Upcoming Events

SCP Events

IC Distinguished Lecture Series with Guest Speaker Noah Smith

Abstract

Neural language models with billions of parameters and trained on trillions of words are powering the fastest-growing computing applications in history and generating discussion and debate around the world. Yet most scientists cannot study or improve those state-of-the-art models because the organizations deploying them keep their data and machine learning processes secret. I believe that the path to models that are usable by all, at low cost, customizable for areas of critical need like the sciences, and whose capabilities and limitations are made transparent and understandable, is radically open development, with academic and not-for-profit researchers empowered to do reproducible science. Projects like Falcon, Llama, MPT, and Pythia provide glimmers of hope. In this talk, I’ll share the story of the work our team is doing to radically open up the science of language modeling. As of April 2024, we’ve released Dolma, a three-trillion-token open dataset curated for training language models, and used it to pretrain OLMo v1, also publicly released. We’ve also built and released Tülu, a series of open instruction-tuned models. All of these come with open-source code and extensive documentation, including new tools for evaluation. Together these artifacts make it possible to explore new scientific questions and democratize control of the future of this fascinating and important technology.

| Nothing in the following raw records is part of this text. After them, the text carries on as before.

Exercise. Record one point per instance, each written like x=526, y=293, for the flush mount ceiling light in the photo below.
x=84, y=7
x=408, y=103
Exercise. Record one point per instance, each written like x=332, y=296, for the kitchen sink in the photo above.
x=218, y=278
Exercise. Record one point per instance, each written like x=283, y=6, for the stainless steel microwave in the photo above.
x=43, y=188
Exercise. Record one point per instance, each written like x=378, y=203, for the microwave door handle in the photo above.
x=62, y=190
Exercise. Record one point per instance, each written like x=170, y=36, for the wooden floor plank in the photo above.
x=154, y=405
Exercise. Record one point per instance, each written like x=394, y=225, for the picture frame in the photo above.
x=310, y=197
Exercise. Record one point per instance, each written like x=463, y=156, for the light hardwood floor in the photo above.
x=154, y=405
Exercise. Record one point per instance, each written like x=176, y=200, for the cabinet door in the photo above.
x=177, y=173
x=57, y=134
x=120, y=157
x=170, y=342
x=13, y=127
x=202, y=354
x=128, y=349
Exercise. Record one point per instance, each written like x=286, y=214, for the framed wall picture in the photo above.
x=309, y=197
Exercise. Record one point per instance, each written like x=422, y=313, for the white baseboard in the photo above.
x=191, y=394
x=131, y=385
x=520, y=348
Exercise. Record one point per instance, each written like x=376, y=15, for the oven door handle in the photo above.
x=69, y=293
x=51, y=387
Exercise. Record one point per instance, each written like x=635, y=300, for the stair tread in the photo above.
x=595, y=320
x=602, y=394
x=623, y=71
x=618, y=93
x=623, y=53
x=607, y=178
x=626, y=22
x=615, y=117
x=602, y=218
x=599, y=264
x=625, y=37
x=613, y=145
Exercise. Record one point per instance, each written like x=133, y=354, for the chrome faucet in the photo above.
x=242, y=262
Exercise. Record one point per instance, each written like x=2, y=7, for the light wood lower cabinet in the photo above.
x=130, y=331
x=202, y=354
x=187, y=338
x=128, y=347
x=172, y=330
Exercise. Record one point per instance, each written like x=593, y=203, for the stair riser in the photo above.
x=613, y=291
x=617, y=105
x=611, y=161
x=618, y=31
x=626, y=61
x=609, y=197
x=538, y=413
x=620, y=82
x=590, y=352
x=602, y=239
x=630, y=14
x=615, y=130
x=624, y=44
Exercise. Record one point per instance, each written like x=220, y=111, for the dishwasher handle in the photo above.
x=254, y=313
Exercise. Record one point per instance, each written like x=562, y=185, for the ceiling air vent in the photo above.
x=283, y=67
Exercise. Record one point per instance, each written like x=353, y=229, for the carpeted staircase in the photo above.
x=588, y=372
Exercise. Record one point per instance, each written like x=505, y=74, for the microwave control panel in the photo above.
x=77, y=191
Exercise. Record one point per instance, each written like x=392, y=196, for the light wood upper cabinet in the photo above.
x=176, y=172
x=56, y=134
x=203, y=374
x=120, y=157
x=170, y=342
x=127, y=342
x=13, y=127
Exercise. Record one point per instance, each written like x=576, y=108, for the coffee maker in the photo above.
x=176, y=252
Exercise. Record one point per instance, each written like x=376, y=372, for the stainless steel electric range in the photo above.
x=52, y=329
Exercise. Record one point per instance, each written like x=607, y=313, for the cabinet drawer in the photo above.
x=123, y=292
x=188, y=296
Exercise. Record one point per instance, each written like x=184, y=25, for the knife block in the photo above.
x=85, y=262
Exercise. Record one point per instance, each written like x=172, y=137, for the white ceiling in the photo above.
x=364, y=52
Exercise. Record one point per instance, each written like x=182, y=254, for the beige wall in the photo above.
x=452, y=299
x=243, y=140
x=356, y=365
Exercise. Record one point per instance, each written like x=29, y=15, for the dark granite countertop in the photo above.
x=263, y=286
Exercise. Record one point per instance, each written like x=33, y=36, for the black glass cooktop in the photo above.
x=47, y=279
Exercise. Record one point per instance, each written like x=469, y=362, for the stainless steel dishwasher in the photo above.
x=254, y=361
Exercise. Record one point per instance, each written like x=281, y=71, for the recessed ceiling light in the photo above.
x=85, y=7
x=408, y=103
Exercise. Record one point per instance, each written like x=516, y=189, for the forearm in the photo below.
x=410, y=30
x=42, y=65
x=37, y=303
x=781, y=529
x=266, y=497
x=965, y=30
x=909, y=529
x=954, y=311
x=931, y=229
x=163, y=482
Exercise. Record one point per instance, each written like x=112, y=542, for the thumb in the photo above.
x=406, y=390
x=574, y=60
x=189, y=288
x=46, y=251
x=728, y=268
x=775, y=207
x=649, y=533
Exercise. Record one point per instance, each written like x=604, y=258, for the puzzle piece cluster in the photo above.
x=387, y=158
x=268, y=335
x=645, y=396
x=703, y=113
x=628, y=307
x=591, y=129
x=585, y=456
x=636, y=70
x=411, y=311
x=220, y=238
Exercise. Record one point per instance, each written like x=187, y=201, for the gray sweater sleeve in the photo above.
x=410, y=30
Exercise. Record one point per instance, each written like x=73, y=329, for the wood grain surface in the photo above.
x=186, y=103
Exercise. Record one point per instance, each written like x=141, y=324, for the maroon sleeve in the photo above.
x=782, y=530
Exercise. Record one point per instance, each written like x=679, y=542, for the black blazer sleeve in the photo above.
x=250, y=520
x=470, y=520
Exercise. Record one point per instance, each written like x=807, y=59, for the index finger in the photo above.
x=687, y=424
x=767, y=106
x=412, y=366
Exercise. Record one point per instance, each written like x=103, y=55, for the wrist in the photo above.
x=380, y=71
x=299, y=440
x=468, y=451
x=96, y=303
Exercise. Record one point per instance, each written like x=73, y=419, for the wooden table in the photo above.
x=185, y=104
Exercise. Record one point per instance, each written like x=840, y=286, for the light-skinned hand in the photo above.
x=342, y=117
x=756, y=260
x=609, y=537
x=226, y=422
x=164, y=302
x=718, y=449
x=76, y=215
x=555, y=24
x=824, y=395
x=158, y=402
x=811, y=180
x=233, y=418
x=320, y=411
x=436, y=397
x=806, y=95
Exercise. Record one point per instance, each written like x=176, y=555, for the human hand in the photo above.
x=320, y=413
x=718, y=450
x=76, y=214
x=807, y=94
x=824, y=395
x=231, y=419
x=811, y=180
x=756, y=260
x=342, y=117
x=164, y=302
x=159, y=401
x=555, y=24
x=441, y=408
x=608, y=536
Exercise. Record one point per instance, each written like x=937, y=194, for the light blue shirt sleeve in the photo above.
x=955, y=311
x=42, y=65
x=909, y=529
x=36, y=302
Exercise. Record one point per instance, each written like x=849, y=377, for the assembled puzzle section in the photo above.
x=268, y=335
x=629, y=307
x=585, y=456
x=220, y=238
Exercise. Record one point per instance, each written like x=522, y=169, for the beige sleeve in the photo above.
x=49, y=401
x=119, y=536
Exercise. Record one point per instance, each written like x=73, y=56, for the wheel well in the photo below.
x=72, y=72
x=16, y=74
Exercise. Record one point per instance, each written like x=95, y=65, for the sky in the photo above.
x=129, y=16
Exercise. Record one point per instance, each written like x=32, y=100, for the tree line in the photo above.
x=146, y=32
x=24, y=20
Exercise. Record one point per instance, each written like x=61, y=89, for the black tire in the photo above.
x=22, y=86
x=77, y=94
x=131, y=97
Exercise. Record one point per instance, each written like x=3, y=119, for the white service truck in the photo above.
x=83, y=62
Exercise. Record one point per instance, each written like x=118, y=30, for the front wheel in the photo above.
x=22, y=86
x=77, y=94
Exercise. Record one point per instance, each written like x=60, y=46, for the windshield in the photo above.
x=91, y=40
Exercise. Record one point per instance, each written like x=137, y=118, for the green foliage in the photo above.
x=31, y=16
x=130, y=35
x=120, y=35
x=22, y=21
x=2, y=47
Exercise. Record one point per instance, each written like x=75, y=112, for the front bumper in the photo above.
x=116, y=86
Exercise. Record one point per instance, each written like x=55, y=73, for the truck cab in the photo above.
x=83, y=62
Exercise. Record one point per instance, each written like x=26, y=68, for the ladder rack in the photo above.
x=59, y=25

The work I’ll present was carried out primarily by a large team at the Allen Institute for Artificial Intelligence in Seattle, with collaboration from the Paul G. Allen School at the University of Washington and various kinds of support and coordination from many organizations, including the Kempner Institute for the Study of Natural and Artificial Intelligence at Harvard University, AMD, CSC - IT Center for Science (Finland), Databricks, and Together.ai.